Week 47: From Decision Trees to Ensemble Methods, Random Forests and Boosting Methods

Loading [MathJax]/extensions/TeX/boldsymbol.js

Classification tree, how to split nodes

If our targets are the outcome of a classification process that takes for example $k=1,2,\dots,K$ values, the only thing we need to think of is to set up the splitting criteria for each node.

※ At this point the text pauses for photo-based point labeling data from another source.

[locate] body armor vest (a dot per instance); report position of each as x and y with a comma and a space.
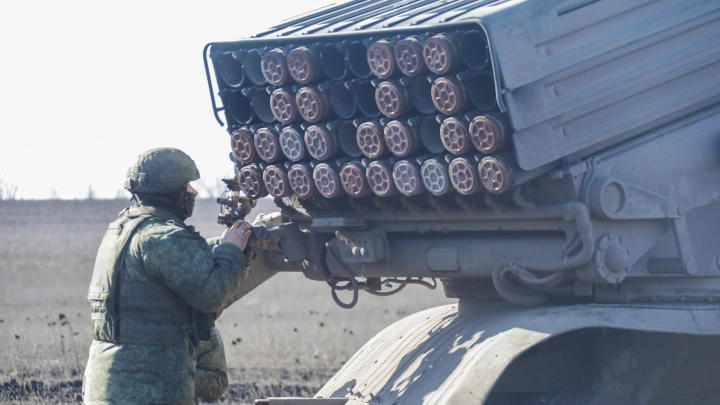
122, 312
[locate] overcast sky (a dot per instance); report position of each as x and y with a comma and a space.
85, 86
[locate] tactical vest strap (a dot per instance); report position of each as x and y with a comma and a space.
133, 313
151, 314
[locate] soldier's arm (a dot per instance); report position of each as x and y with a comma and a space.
211, 370
203, 277
214, 241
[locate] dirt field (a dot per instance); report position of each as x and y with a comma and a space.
285, 338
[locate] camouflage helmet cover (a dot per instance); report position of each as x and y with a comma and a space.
161, 171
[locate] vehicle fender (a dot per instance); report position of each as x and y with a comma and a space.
455, 354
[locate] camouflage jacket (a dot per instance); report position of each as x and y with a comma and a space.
202, 275
211, 368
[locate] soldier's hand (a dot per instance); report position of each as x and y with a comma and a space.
238, 234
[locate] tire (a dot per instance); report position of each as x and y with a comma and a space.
575, 398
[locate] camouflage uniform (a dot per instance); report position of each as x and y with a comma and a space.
211, 369
160, 254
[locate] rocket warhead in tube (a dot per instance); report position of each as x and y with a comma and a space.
380, 178
327, 180
267, 144
436, 176
409, 56
464, 176
312, 104
276, 181
400, 138
380, 58
371, 140
408, 177
449, 95
301, 181
489, 133
241, 141
282, 104
440, 54
292, 143
455, 135
321, 143
303, 65
274, 67
496, 173
251, 182
393, 99
353, 179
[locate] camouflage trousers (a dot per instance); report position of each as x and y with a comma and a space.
140, 374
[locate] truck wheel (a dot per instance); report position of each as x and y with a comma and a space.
576, 398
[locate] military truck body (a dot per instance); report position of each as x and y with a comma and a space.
555, 164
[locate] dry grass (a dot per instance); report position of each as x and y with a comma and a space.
287, 337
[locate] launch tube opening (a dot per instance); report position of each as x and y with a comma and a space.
357, 60
253, 68
365, 99
421, 95
262, 107
342, 101
347, 138
430, 135
333, 62
240, 107
474, 50
231, 69
481, 89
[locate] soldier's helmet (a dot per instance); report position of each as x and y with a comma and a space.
161, 171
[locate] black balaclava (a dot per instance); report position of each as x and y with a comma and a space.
180, 203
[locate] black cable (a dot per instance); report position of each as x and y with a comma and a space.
353, 281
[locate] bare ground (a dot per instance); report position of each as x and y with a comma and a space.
285, 338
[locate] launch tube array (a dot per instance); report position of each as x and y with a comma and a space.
403, 115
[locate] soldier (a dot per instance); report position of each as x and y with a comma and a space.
155, 288
211, 369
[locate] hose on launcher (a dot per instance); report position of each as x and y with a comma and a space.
515, 279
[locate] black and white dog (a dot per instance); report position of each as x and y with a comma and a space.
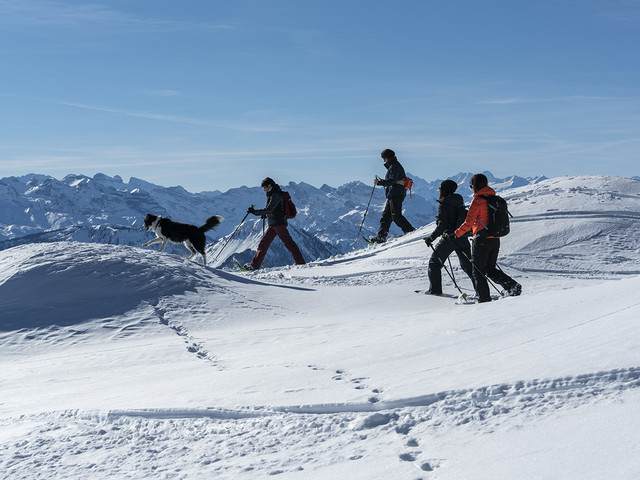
169, 231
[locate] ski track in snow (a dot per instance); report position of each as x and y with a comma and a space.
247, 442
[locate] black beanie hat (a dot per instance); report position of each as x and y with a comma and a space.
448, 187
388, 153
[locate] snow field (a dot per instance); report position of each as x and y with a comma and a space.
122, 362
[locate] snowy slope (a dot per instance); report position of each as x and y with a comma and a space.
122, 362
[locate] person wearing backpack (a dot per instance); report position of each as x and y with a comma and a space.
484, 254
274, 211
395, 192
451, 214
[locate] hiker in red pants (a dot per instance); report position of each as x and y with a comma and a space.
277, 222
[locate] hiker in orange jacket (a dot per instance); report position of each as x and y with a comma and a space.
485, 248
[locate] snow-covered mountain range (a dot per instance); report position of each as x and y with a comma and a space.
102, 209
119, 362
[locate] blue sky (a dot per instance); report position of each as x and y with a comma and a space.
214, 94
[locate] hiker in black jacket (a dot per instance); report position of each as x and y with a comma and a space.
277, 223
451, 214
395, 192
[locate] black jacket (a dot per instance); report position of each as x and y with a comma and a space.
274, 208
395, 172
451, 214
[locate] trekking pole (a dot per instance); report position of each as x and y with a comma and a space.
231, 236
365, 214
444, 265
474, 266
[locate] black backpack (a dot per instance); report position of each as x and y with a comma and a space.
498, 216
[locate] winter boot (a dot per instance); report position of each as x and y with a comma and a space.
515, 290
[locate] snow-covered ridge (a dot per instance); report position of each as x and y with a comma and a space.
102, 209
162, 367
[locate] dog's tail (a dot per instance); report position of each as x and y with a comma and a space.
211, 222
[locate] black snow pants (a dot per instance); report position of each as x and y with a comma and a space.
393, 212
441, 252
485, 258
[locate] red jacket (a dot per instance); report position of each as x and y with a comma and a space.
478, 212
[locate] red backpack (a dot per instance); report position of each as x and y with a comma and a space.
290, 210
408, 183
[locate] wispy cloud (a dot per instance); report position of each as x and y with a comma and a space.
567, 98
176, 119
59, 14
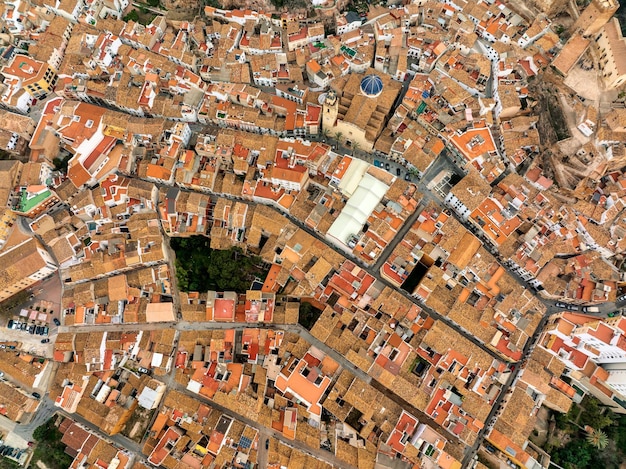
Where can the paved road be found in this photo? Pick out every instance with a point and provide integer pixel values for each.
(44, 412)
(265, 431)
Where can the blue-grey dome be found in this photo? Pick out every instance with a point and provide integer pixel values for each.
(371, 85)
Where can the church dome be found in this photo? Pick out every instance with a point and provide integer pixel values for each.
(371, 85)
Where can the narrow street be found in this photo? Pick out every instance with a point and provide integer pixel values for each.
(265, 431)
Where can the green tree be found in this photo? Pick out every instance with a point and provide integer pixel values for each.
(574, 455)
(597, 438)
(594, 415)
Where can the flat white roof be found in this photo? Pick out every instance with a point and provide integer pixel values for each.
(368, 194)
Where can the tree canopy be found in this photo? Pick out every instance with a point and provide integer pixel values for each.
(200, 268)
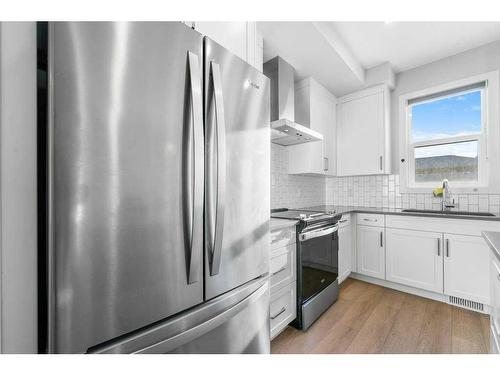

We define a PDF $p_{mk}$ that represents the number of observations of a class $k$ in a region $R_m$ with $N_m$ observations. We represent this likelihood function in terms of the proportion $I(y_i=k)$ of observations of this class in the region $R_m$ as

$p_{mk} = \frac{1}{N_m}\sum_{x_i\in R_m}I(y_i=k).$

We let $p_{mk}$ represent the majority class of observations in region $m$ . The three most common ways of splitting a node are given by

Misclassification error

$p_{mk} = \frac{1}{N_m}\sum_{x_i\in R_m}I(y_i\ne k) = 1-p_{mk}.$

Gini index $g$

$g = \sum_{k=1}^K p_{mk}(1-p_{mk}).$

Information entropy or just entropy $s$

$s = -\sum_{k=1}^K p_{mk}\log{p_{mk}}.$